As much as leaving changed her in ways that she couldn’t imagine, so does going home. She is confronted by family and friends who judge her for leaving, for changing, and blame her for things she could not reasonably be blamed for. Feeling outcast yet again, she ends up going on a journey again – this time, she expects normal life as one of womanhood, but it turns out so very different than she anticipated.

She’s the one who has changed the most and we don’t see her family at all in the first novella, so we only see how they respond to her having changed so much. It’s a powerful way to show how much she is going against the grain with her family and her tribe, and how they are developed enough to respond fearfully, with distinctly human and secluded human reactions. The pain she feels is real; we are also exposed to some flashbacks that develop our understanding of how she ended up down the path she is heading, how she is different than what her father expected, how she’s had to give up so much (as her father has given up his dreams for her) to become who she is intended to be.

The exposition provided is stunning. Characters are not only well-developed, but so is the setting, the reactions everyone has, the events, and the pacing that engages the reader from beginning to end. At 168 pages, it could take fewer than two hours to complete it, but it feels like so much less and leaves us wanting for more. Binti is a very real and realized person on her journey to become more her and each journey she goes on helps immensely with that.

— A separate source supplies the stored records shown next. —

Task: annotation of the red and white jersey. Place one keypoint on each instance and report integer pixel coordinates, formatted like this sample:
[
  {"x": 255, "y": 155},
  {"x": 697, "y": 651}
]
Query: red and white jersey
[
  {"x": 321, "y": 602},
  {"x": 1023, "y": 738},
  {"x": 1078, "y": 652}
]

This story left on a pretty big cliffhanger and the next one, The Binti Masquerade, doesn’t come out until January 2018. I’ve got it on pre-order and can’t wait to review it!  This series is definitely at least a 4.5 out of 5 stars.  Also, relevant news for those who enjoy tv and movie adaptations of books, Okorafor announced the morning of July 10th, that her novel, Who Fears Death, has been contracted with HBO to be turned into a tv series.